Was genau ist bei der Produktion von Heaven’s Gate falsch gelaufen? Der Dokumentarfilm Final Cut geht den verschiedenen Theorien auf sehr kurzweilige und unterhaltsame Weise nach. Michael Epsteins Interviewpartner sind unter anderem die Hauptdarsteller Kris Kristofferson und Jeff Bridges, Kameramann Vilmos Zsigmond sowie Steven Bach, der als damaliger Vizepräsident von UA einer der Studioverantwortlichen war und mit seinem Buch „Final Cut: Art, Money, and Ego in the Making of ‚Heaven's Gate’, the Film that Sank United Artists“ die Vorlage zu diesem Film schuf.

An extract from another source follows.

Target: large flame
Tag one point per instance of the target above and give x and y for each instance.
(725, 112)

Redaktion Filmriss live von der Berlinale 2005

Norddeutsches Bürgermedienprojekt FilmrissAuch in diesem Jahr werden norddeutsche Bürgermedien aus dem Hörfunkbereich unter einer gemeinsamen Redaktion live von der Berlinale berichten. Geplant ist eine tägliche einstündige Sendung die auch im Internet zu hören sein wird - on air über die Frequenzen der teilnehmenden Sender: OK Westküste, OK Oldenburg, Ok Lübeck, OK Hamburg, OK Bremen und das StadtRadio Göttingen. Ausführliche Informationen, Interviews und Kommentare über alle Wettbewerbsfilme sind schon Standard des Projekts, dazu O-Töne von der Stimmung auf der Berlinale, von den Partys. Das Filmfestival in Berlin lebt gerade von der Vielfalt und Unübersichtlichkeit des Programms. Dies hat sich auch nicht unter dem neuen Direktor Dieter Kosslick geändert. Darum werden wir uns selbstverständlich auf Entdeckungstour begeben, z.B. über den Teddy Award für den besten schwul-lesbischen Film berichten, das Forum des jungen Films (dort sind die spannendsten Filme zu sehen) besuchen und vieles mehr. Aktuelle Fotos vom Festival und von der Redaktionsarbeit zeigen wir auf unseren Seiten. Unser Studio befindet sich auch in diesem Jahr in der Nähe des Festivalgeländes: wir sind zu Gast in der schleswig-holsteinischen Landesvertretung.